Source: ai-research/firecrawl-product-overview-2026-07-03.md (firecrawl.dev) + ai-research/firecrawl-pricing-2026-07-03.md + ai-research/firecrawl-monitor-product-page-2026-07-03.md + ai-research/firecrawl-monitor-docs-overview-2026-07-03.md + ai-research/firecrawl-monitor-web-scale-docs-2026-07-03.md + ai-research/firecrawl-monitor-launch-2026-07-03.md (May 27 2026) + ai-research/firecrawl-monitor-web-scale-launch-2026-07-03.md (Jul 1 2026) + ai-research/firecrawl-github-readme-2026-07-03.md
Firecrawl (Y Combinator-backed) is “the context API to search, scrape, and interact with the web at scale” — a hosted API that turns messy human-facing websites into clean, LLM-ready markdown/JSON, plus (new as of 2026-07-01) a web-scale /monitor primitive that watches the entire web for new, relevant pages rather than just diffing pages you already know about. This article resolves a standing wiki gap: Firecrawl had no home article despite already being installed as 13 first-class skills in this environment (firecrawl-scrape, firecrawl-crawl, firecrawl-map, firecrawl-search, firecrawl-interact, firecrawl-agent, plus several firecrawl-build-* workflow skills and pp-firecrawl).
Key Takeaways
- Claimed scale: 1.25M+ developers, 150,000+ companies (Apple, Canva, Shopify, Zapier, Lovable, Replit, DoorDash cited as users/case studies), 5B+ requests served, 96% web coverage, P95 latency 3.4s, “93% fewer input tokens” than raw HTML.
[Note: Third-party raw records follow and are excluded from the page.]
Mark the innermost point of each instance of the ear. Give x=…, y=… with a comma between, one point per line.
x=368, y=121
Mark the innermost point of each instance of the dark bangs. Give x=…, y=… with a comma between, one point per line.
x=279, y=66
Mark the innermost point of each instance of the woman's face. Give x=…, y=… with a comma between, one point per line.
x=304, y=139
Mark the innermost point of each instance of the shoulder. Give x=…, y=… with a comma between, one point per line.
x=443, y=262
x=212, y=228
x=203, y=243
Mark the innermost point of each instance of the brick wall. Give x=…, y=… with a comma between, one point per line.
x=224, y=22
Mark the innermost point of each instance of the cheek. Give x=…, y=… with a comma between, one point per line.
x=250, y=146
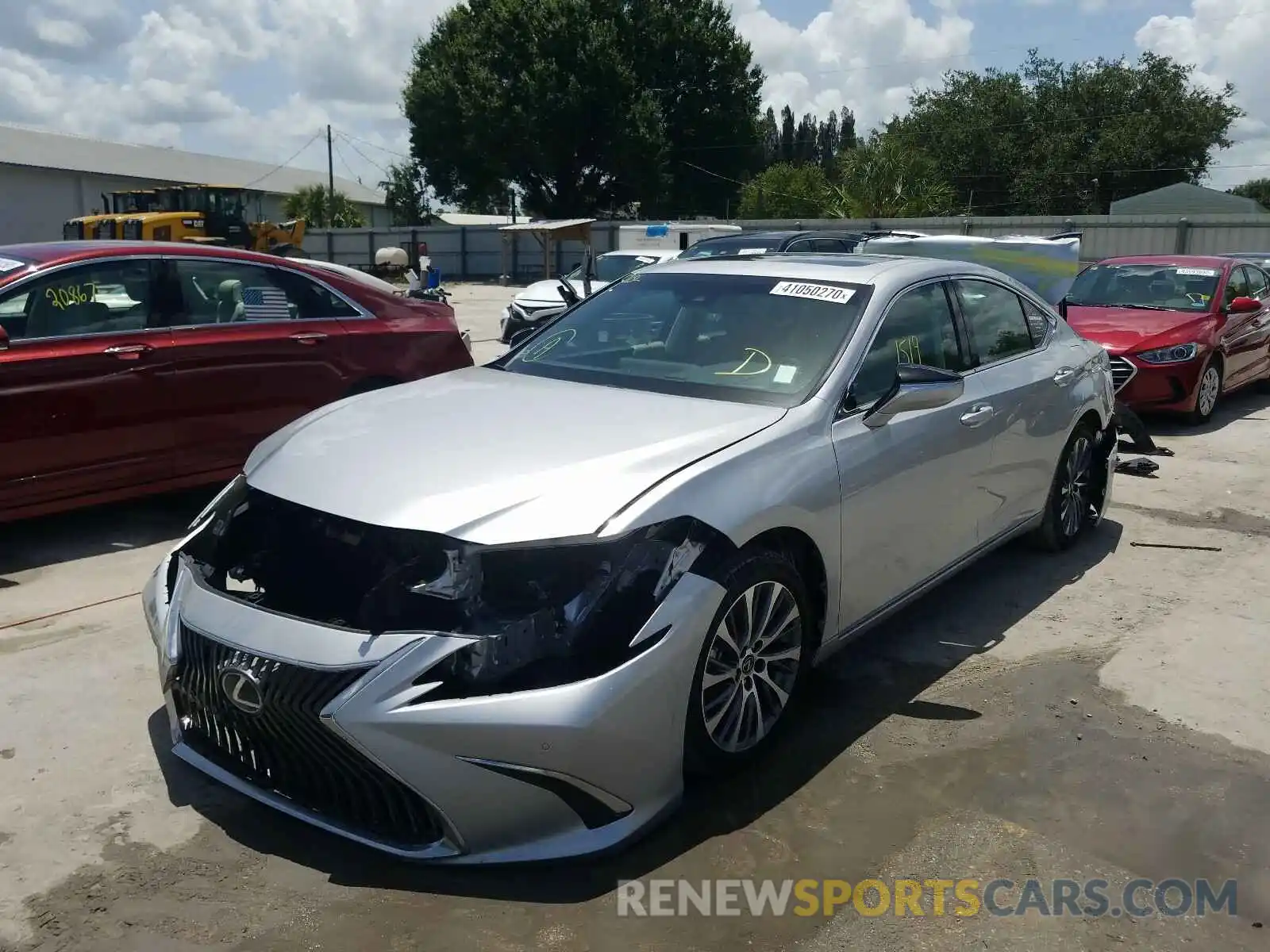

- Open-core, not fully open. Core repo (
firecrawl/firecrawl) is AGPL-3.0 (copyleft — matters if you’d embed/resell it) and self-hostable, ~130K+ GitHub stars (one of the top ~100 repos on GitHub); SDKs and some UI components are MIT. The hosted cloud API adds proprietary infra (“Fire-engine”), Interact, a dashboard, and other cloud-only features not fully enumerated in the public docs. - Seven core capabilities: Search (full-page content, not just snippets), Scrape (URL → markdown/HTML/screenshot/structured JSON, handles JS rendering automatically), Interact (scrape then click/fill/navigate via AI prompts or code), Crawl (follow links site-wide, respects
robots.txt), Map (instant full-site URL discovery), Agent (natural-language autonomous data gathering via “Spark 1” models), Batch Scrape, and/parse(PDF/DOCX → LLM-ready text). /monitoris the differentiated primitive — no equivalent exists elsewhere in this wiki’s toolkit (not in crawl4ai, not in Tavily). Two modes: page/site monitoring (May 26-27 2026 launch — watch named URLs or crawl a site on schedule, diff against the last snapshot) and web-scale monitoring (July 1 2026 launch — give it search queries + a goal instead of URLs; it discovers new pages across the whole web, not just changes to known ones). An AI judge scores every diff/result against a plain-English goal so only meaningful changes fire — claimed up to 90% fewer tokens reaching the receiving agent.- Already in this Claude Code environment. 13
firecrawl-*skills are installed, matching Firecrawl’s official Claude Code plugin (firecrawl/firecrawl-claude-plugin) — a stronger “already in hand” signal than most competing tools get. - Pricing is fully public and tiered, from a free 1,000-page/month tier (plus a keyless 1,000-credit/month no-signup tier added mid-June 2026) up to a $599/mo Scale plan and custom Enterprise.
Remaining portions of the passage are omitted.